Que la palabra convoque una respuesta, o que desde el inicio presuponga un oyente, indica que siempre incluye al Otro. Pero lo incluye más allá de cualquier persona concreta: la palabra se dirige al Otro en tanto lugar estructural, porque de allí proviene y porque es justamente la función del Otro la que instituye la legalidad misma de la palabra en el niño.

En esta perspectiva se anticipa la posición del oyente, fundamento de la operación analítica y del lugar que el analista ocupa en la transferencia. Desde aquí se comprende por qué Lacan discute con tanta insistencia la idea de una transferencia pensada como un “aquí y ahora” con el analista: si se la reduce a ese nivel, el analista queda reducido a un semejante imaginario. En cambio, situarlo del lado del oyente lo ubica como aquel que, al prestarse al dispositivo, hace funcionar la dimensión del Otro.
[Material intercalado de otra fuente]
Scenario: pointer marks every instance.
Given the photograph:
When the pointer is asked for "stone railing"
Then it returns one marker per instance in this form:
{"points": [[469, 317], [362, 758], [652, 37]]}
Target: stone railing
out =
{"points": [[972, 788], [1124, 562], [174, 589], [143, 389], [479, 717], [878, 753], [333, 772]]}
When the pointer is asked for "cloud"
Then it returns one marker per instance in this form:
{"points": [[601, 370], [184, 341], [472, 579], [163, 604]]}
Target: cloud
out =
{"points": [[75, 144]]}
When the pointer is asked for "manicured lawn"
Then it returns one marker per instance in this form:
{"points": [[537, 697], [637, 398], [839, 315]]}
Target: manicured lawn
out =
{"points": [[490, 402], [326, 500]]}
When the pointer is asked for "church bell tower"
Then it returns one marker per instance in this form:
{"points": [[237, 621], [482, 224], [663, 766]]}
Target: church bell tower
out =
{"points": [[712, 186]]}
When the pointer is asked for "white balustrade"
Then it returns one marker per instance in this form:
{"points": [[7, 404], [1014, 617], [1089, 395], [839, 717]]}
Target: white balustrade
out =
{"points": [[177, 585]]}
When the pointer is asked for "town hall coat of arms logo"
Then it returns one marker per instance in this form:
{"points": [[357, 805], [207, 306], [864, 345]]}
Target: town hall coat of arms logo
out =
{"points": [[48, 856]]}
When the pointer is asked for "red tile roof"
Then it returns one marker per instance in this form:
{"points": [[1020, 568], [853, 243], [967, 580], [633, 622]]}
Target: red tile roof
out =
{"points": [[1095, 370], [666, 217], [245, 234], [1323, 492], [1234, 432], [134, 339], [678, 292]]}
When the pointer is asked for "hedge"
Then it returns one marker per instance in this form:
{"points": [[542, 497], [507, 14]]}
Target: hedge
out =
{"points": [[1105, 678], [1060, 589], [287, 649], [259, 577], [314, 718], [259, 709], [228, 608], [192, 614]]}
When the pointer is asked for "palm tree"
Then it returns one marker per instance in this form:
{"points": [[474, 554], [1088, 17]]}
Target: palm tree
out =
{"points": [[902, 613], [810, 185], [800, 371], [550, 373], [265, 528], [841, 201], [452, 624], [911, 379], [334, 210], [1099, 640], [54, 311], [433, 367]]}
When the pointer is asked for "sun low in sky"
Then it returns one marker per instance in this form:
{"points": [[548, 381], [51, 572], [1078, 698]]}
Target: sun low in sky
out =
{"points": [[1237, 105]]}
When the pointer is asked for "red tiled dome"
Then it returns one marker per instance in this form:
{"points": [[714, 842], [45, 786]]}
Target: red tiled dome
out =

Considerar al Otro desde este ángulo —más allá del momento de su función de garante— permite diferenciarlo de cualquier figura que pudiera proveer satisfacción. El Otro opera por su valor simbólico y fundante, no por ofrecer un objeto que colme.

Así, el analista queda investido de lo que Lacan llama “el poder discrecional del oyente”: desde esa posición hace funcionar la palabra, no sólo invitando a hablar sin centrarse en el sentido, sino también por el modo en que interviene —o por su silencio— dentro de la transferencia.

De esta concepción se desprende una diferencia de gran alcance: el silencio pertenece al campo de la palabra y constituye una forma de emisión, mientras que lo mudo se vincula más directamente con lo pulsional. Palabra y silencio se articulan en la alternancia propia de lo simbólico, operan por oposición, y es en ese juego discontinuo —en esa superficie ultraplena del discurso— donde el inconsciente se deja entrever.